Given that the last time Edinburgh qualified for the Heineken Cup quarter finals was in the 2003-4 season (they lost away against Toulouse 36-10), they are not the normal breed of team that Edinburgh face in the RaboDirect. “They have a brace of top quality international players, players who really are at the top of their game. The French sides always have a strong set piece, strong lineouts, so we will really need to hammer home and concentrate on counteracting that.”

It is clear that this qualification means a lot to Edinburgh as a club, but it also gives a much needed morale boost to Scottish Rugby, which has not enjoyed the best of years. “I think it would send out the message that Scottish Rugby is a force to be reckoned with when we get things right. Sometimes we can get too carried away, and for this weekend it is important to focus on the game at hand and worry about that alone. To get the win on Saturday would reinforce that.”

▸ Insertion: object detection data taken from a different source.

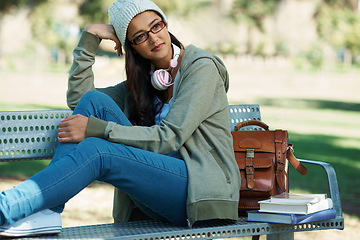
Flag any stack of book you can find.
[247,193,336,224]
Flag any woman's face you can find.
[127,11,172,68]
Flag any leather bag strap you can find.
[286,144,308,175]
[245,149,255,189]
[274,130,287,192]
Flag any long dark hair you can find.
[125,32,184,126]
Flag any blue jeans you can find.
[0,91,187,225]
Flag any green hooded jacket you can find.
[67,32,240,226]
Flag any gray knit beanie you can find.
[108,0,167,48]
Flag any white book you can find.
[259,198,333,214]
[270,192,326,204]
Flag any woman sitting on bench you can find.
[0,0,240,236]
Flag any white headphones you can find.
[151,43,180,91]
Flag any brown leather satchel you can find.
[231,120,307,215]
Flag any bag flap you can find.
[231,131,275,153]
[235,157,275,171]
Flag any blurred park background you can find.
[0,0,360,239]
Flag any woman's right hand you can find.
[84,24,123,56]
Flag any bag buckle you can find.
[246,148,255,158]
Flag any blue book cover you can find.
[247,209,336,224]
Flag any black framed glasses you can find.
[131,20,166,45]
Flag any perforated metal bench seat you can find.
[10,218,343,240]
[0,105,344,240]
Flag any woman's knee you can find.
[80,90,109,105]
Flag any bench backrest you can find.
[0,105,261,162]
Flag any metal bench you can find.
[0,105,344,240]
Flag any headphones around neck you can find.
[151,43,180,91]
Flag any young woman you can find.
[0,0,240,236]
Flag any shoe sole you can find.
[0,227,62,237]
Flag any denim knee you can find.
[76,90,112,107]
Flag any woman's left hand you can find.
[58,114,89,143]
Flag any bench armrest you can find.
[298,159,343,218]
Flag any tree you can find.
[230,0,281,53]
[0,0,47,15]
[317,0,360,64]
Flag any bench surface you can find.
[0,105,344,240]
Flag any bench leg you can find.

Edinburgh Rugby have a dedicated crowd of followers: the Red and Black Army, who turn up week in week out to cheer on the team. But this match has attracted the interest and the support of the Scottish nation, with fans coming to watch from rivals Glasgow Warriors, as well as the travelling support from all over the country. “It really means a huge amount to us as a group of players and a club. It just shows that if the club is going well and winning games then there is support for us, and we are just very thankful for that.”